Perspectives de trading
- Producteurs (UE, UA) : Le repli marqué a fait disparaître une prime de risque importante, mais laisse encore les prix à terme à des niveaux historiquement attractifs. Envisager de renforcer progressivement les couvertures ou ventes à terme sur des rebonds vers 530–540 €/t nov. 2026, tout en conservant une certaine exposition à la hausse en cas de nouveaux aléas météorologiques.
- Trituration et biodiesel : Avec l’assouplissement des différentiels physiques en Ukraine et l’aplatissement de la courbe MATIF, profiter de la faiblesse actuelle pour étendre modérément la couverture sur T4 2026–T1 2027. Privilégier des contrats flexibles permettant d’ajuster volumes et échéances si l’offre canadienne se révèle plus abondante que prévu.
- Spéculateurs : Le couple rendement/risque pour de nouvelles positions longues aux niveaux actuels apparaît limité après une correction proche de 10 %. Se concentrer sur la valeur relative : vendre le colza contre l’huile de soja ou l’huile de palme sur rebonds, et surveiller les opportunités de vendre les pics de prime météo si les fondamentaux restent confortables.
Indication régionale des prix à 3 jours
- Colza Euronext (€/t) : Évolution latérale à légèrement baissière lors des trois prochaines séances, le novembre 2026 étant susceptible d’évoluer dans une fourchette de 500–520 €/t à mesure que le marché digère les pertes récentes.

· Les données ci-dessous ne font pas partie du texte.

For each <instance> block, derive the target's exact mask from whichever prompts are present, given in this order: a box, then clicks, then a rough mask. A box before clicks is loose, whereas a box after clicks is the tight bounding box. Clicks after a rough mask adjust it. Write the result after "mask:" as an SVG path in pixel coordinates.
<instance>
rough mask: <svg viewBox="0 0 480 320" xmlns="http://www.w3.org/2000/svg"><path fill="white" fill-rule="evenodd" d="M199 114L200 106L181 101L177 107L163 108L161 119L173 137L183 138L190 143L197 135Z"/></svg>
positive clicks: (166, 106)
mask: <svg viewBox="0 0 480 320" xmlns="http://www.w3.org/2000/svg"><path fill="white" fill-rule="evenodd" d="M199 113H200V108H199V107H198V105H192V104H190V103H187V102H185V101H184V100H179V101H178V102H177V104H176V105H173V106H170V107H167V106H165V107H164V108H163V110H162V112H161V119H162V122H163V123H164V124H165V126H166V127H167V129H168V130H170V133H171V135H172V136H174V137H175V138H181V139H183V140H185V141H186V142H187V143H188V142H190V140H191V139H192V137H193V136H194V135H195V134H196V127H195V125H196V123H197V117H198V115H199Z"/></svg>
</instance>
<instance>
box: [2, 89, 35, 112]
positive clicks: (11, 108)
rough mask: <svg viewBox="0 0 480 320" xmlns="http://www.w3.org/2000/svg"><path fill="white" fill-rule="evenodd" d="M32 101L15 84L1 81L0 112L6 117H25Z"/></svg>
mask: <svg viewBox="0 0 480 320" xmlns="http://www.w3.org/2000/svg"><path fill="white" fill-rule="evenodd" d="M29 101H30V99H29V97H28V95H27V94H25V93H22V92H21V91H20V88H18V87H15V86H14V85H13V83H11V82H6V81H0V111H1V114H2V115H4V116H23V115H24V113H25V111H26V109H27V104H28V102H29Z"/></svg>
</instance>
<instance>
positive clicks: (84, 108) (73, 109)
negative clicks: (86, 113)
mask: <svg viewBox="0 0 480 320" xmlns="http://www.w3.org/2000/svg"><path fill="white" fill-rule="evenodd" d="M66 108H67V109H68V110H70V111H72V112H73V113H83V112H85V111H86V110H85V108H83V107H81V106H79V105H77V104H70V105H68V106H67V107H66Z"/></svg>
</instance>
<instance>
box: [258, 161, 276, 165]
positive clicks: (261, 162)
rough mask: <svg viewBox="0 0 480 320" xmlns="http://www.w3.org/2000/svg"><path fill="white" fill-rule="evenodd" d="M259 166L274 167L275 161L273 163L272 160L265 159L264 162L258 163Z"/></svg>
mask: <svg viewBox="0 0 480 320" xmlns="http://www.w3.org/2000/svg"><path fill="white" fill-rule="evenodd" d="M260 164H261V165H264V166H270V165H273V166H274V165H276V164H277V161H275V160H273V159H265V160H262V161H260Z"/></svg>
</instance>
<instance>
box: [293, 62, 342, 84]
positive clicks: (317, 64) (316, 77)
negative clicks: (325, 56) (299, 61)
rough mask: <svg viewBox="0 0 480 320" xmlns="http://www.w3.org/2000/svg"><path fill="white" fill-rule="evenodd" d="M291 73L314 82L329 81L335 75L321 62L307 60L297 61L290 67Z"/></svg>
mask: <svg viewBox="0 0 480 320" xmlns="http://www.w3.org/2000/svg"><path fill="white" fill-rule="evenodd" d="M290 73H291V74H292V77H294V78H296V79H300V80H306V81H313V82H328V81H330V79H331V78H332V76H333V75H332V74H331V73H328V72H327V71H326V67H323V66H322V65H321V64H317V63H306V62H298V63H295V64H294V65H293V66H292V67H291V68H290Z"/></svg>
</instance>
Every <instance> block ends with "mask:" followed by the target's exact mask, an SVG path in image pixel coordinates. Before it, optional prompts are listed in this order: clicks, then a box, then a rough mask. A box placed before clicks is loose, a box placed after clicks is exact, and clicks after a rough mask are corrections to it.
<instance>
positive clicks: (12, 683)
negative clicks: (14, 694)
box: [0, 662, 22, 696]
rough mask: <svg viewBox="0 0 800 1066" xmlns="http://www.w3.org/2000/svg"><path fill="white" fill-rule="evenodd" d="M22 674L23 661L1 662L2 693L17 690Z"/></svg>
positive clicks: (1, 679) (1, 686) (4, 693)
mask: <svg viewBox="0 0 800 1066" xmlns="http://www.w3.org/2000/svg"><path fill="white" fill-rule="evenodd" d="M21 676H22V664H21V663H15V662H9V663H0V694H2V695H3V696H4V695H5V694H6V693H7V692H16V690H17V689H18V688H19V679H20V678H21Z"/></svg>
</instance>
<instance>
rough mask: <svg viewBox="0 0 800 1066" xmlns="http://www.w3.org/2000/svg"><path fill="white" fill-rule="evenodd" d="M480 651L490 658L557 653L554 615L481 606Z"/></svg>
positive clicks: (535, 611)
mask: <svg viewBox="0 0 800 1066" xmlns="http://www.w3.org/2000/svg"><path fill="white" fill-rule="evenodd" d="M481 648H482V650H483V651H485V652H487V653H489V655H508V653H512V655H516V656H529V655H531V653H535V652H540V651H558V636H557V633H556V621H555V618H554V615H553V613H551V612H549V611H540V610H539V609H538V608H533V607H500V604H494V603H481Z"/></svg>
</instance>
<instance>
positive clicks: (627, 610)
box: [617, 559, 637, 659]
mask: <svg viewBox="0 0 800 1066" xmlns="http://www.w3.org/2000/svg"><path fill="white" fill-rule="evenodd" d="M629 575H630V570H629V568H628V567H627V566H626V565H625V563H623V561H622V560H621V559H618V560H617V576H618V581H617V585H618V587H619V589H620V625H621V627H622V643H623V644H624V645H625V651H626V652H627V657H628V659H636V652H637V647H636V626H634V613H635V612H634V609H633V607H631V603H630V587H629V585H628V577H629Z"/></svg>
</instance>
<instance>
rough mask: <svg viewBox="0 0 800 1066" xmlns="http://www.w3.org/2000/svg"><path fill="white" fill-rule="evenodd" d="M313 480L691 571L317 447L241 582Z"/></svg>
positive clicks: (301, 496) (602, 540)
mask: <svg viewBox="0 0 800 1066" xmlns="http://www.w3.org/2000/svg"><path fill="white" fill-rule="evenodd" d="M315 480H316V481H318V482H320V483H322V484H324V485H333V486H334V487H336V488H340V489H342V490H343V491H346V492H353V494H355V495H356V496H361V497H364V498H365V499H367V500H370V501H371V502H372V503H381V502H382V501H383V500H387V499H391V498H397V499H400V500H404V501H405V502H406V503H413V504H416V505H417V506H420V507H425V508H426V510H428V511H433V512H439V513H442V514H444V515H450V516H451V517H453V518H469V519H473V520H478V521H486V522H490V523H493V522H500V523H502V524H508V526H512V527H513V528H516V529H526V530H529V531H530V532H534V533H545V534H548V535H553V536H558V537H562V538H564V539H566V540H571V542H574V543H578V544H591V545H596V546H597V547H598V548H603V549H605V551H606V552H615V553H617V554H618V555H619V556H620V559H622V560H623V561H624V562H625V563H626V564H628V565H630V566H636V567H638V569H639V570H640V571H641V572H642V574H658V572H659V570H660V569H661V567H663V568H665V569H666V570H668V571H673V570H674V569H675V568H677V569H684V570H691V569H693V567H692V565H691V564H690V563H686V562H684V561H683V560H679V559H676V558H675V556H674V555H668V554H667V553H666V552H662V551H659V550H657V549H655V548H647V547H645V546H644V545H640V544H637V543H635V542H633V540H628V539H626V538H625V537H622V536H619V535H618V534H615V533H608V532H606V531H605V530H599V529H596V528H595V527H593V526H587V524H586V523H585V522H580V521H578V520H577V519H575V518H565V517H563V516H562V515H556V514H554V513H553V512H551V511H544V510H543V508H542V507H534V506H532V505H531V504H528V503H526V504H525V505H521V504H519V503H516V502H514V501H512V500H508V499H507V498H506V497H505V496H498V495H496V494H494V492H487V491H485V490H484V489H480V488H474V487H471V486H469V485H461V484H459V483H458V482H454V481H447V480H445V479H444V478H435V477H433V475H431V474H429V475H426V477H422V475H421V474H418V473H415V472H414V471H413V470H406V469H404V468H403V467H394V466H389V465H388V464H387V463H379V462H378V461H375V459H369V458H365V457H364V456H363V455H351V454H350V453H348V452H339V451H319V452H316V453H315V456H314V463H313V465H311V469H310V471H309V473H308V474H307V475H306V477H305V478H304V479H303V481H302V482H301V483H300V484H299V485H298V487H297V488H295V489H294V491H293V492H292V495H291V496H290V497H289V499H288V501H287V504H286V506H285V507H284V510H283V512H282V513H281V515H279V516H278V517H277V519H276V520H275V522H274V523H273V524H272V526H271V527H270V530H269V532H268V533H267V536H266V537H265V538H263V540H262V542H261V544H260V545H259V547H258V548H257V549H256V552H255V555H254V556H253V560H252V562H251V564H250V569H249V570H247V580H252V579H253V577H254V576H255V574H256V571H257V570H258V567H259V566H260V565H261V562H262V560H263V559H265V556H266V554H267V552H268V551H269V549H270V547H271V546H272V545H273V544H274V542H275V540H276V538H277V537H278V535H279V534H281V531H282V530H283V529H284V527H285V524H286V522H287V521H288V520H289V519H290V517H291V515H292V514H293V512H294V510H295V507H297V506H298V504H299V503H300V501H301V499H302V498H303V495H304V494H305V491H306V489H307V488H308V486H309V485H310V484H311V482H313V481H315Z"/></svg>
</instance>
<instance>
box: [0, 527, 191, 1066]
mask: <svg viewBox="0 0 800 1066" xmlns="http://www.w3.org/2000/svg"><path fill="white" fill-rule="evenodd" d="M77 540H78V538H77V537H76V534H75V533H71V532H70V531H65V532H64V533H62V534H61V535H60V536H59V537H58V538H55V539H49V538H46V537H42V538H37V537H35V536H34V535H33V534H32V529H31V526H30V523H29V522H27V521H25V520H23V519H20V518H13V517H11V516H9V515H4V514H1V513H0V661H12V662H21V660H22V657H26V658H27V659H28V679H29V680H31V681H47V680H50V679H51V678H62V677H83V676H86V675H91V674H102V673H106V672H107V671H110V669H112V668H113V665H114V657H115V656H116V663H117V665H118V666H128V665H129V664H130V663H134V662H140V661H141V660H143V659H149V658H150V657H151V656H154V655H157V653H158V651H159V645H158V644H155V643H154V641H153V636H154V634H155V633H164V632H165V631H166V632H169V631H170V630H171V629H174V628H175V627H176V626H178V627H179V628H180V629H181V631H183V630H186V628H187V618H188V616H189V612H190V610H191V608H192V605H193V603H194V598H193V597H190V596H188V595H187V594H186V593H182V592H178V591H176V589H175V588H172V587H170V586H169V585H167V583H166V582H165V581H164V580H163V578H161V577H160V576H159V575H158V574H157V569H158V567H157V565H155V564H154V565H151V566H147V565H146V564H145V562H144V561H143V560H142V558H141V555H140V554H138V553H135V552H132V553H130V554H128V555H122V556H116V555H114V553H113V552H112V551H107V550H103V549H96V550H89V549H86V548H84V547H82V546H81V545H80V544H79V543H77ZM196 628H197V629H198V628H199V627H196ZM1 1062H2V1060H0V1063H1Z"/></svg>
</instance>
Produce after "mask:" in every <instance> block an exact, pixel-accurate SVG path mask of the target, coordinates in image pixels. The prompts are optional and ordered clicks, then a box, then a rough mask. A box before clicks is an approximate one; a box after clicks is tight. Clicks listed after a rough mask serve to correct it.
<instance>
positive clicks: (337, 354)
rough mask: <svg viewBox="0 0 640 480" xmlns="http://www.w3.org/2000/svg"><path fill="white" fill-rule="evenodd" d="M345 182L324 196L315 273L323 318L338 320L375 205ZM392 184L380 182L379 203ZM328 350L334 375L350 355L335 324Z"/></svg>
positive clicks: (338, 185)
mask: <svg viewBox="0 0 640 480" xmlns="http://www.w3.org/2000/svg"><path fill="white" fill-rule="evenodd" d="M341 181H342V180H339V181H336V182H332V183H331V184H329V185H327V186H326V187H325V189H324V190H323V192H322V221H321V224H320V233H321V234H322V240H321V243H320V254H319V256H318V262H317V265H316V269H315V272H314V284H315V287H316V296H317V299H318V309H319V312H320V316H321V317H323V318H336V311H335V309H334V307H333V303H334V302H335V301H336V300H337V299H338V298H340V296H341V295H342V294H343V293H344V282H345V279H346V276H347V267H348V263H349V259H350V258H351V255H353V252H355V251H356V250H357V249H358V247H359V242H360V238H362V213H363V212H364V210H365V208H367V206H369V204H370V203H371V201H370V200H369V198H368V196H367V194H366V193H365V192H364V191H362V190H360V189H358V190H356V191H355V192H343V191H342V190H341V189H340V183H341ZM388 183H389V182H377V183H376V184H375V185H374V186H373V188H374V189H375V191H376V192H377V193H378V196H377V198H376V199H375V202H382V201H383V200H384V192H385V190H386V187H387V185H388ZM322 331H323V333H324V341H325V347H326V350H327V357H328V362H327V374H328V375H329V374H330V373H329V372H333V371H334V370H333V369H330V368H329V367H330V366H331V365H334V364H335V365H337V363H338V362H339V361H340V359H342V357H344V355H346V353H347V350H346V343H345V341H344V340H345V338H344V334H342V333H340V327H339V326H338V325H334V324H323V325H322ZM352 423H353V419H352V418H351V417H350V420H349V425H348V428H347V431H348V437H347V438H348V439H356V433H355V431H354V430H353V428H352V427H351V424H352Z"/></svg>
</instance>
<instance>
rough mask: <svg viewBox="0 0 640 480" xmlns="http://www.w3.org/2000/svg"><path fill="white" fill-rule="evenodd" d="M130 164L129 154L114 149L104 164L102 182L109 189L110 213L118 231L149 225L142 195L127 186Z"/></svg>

- Canola ICE (équivalent €/t) : Biais légèrement baissier à stable autour de 460–475 €/t, suivant les mises à jour météo dans les Prairies et le complexe plus large des huiles végétales.
- Physique mer Noire et UE (€/t) : Les valeurs ukrainiennes FCA/CPT devraient rester globalement stables à 5 €/t plus faibles, tandis que le FOB français pourrait rester ferme compte tenu de la demande locale de trituration et d’une base à terme encore élevée.